Pulmonary rehabilitation (PR) is a clinically effective and cost-effective outpatient treatment for chronic obstructive pulmonary disease (COPD) that remains highly underused. Existing analyses of PR use patterns have been focused largely on patient characteristics, but hospital-level analysis is lacking and is needed to inform interventions aimed at improving use after COPD hospitalization. To evaluate PR use across hospitals after COPD hospitalization in the state of Michigan, with the goal of characterizing hospital-level variation and identifying the characteristics of high-performing hospitals. This is a retrospective study of patients with COPD hospitalizations between January 1, 2018, and December 31, 2021, using claims data from the Michigan Value Collaborative and hospital data from the American Hospital Association annual survey. Our primary outcome was the initiation of PR within 30 days of discharge. Chi-square tests and analysis of variance were used to test for differences in patient and hospital covariates. Multilevel logistic regression was used to analyze associations between patient covariates and the primary outcome and to characterize hospital-level variation.
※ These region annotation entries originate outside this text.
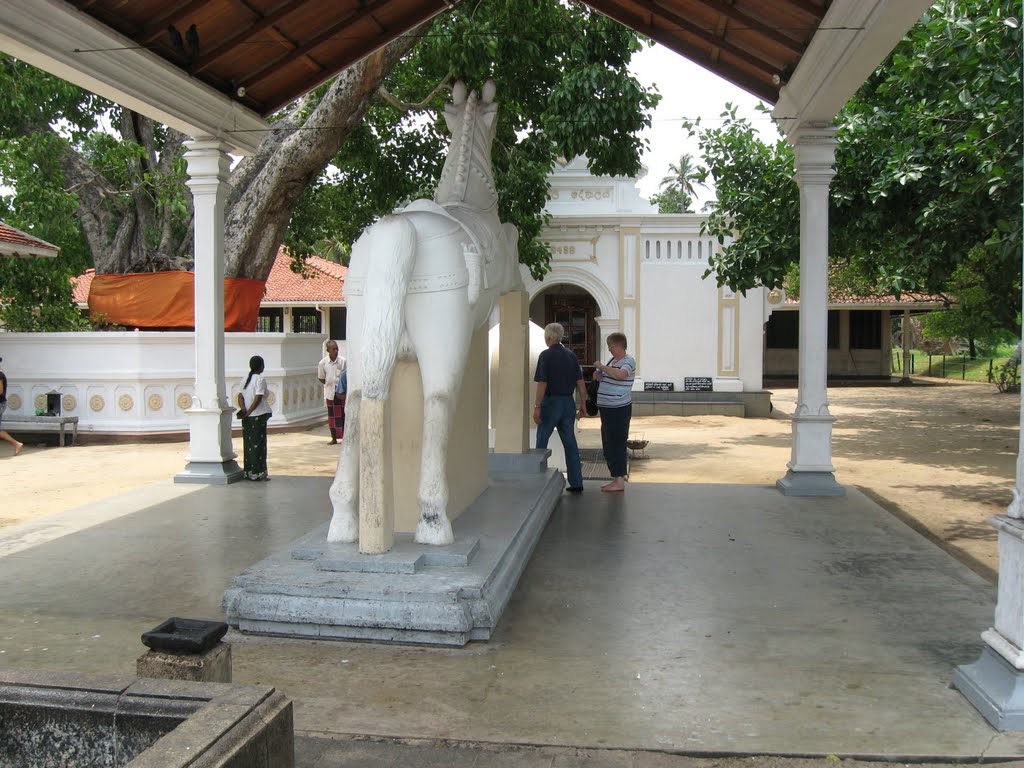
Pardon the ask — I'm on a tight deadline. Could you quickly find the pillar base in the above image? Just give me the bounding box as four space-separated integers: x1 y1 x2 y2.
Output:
487 449 551 473
174 459 246 485
775 469 846 496
952 645 1024 731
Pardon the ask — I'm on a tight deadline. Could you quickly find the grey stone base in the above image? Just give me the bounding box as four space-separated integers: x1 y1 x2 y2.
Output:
174 459 246 485
953 645 1024 731
487 449 551 472
135 643 231 683
223 470 565 646
775 469 846 496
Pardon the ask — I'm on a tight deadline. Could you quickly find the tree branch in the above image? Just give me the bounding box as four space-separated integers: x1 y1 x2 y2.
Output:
377 72 452 113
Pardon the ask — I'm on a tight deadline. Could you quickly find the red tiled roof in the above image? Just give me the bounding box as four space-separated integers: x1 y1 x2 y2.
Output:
71 249 348 304
71 269 96 304
0 221 60 256
263 249 348 303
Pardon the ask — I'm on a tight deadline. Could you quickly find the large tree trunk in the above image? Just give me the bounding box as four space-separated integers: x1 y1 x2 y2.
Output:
60 34 415 280
60 110 193 274
224 36 422 280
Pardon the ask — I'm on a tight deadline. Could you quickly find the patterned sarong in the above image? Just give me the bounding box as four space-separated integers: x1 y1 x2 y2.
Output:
327 394 345 440
242 414 270 480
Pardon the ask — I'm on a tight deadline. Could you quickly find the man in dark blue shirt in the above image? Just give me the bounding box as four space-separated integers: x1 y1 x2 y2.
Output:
534 323 587 494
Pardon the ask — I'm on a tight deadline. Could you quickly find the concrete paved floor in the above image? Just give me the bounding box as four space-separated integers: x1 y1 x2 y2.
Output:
0 476 1024 765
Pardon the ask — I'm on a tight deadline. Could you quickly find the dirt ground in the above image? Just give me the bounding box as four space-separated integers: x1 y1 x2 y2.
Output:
0 379 1020 582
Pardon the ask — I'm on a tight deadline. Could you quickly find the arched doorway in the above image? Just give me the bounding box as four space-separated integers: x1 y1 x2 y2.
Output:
529 283 600 379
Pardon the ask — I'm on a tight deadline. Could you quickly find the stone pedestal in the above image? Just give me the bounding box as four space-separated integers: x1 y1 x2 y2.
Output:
490 291 532 454
135 643 231 683
953 515 1024 731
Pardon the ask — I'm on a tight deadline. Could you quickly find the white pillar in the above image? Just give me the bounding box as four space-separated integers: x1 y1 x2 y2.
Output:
174 138 243 484
899 309 910 384
952 253 1024 731
775 126 846 496
493 291 532 454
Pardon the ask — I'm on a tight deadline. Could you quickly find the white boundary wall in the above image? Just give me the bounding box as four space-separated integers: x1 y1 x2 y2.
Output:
0 331 345 434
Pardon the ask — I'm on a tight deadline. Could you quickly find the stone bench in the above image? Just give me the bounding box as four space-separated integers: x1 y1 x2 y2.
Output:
633 398 746 419
3 414 78 447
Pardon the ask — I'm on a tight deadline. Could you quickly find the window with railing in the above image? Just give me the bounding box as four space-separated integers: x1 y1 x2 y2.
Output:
850 309 882 349
256 309 285 334
292 307 321 334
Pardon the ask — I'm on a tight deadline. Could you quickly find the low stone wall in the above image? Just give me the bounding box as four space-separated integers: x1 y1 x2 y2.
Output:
0 332 344 435
0 670 295 768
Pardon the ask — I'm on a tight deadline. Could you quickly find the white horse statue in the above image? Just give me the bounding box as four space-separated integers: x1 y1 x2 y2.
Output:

A total of 36,389 patients and 99 hospitals were included in the analysis. The majority of patients were older than 65 years of age, female, White, and Medicare fee-for-service insured. The rate of PR initiation within 30 days after hospitalization was 0.8%. Adjusted rates of PR initiation by hospital ranged from 0.4% to 2.0%. Compared with the set reference groups, being female, in the fifth Distressed Community Index quintile, and older than 85 years of age independently decreased the odds of initiating PR. Some variation in initiation rate was attributed to the hospital level (7%; intraclass correlation coefficient = 0.07 [95% confidence interval, 0.03-0.15]). The median odds ratio was 1.6 for PR initiation by hospital. Rates of PR initiation after COPD hospitalization are universally low across all hospitals, though there is some variation. Interventions targeted at patients alone are not sufficient to improve use. Hospital-based strategies to improve PR use after discharge, adapted from those being successfully used with cardiac rehabilitation, should be further explored.

摘要

肺康复(PR)是一种针对慢性阻塞性肺疾病(COPD)的临床有效且具有成本效益的门诊治疗方法,但仍未得到广泛应用。现有的 PR 使用模式分析主要集中在患者特征上,但缺乏医院层面的分析,需要进行这方面的分析以便为 COPD 住院后的改善使用提供信息。为了评估密歇根州 COPD 住院后各医院的 PR 使用情况,目标是描述医院层面的差异,并确定高绩效医院的特征。这是一项针对 2018 年 1 月 1 日至 2021 年 12 月 31 日 COPD 住院患者的回顾性研究,使用密歇根价值合作组织的索赔数据和美国医院协会年度调查的医院数据。我们的主要结局是在出院后 30 天内开始 PR。卡方检验和方差分析用于检验患者和医院协变量的差异。多水平逻辑回归用于分析患者协变量与主要结局之间的关联,并描述医院层面的差异。共纳入 36389 名患者和 99 家医院进行分析。大多数患者年龄大于 65 岁,女性,白人,医疗保险按服务收费。住院后 30 天内开始 PR 的比例为 0.8%。按医院调整的 PR 起始率范围为 0.4%至 2.0%。与设定的参考组相比,女性、处于 Distressed Community Index 五分位数第五组和年龄大于 85 岁与开始 PR 的几率独立降低相关。启动率的一些差异归因于医院水平(7%;组内相关系数=0.07[95%置信区间,0.03-0.15])。医院启动 PR 的中位优势比为 1.6。COPD 住院后 PR 启动率普遍较低,但存在一些差异。仅针对患者的干预措施不足以提高使用率。应进一步探讨针对出院后改善 PR 使用的基于医院的策略,这些策略是从正在成功用于心脏康复的策略中借鉴而来的。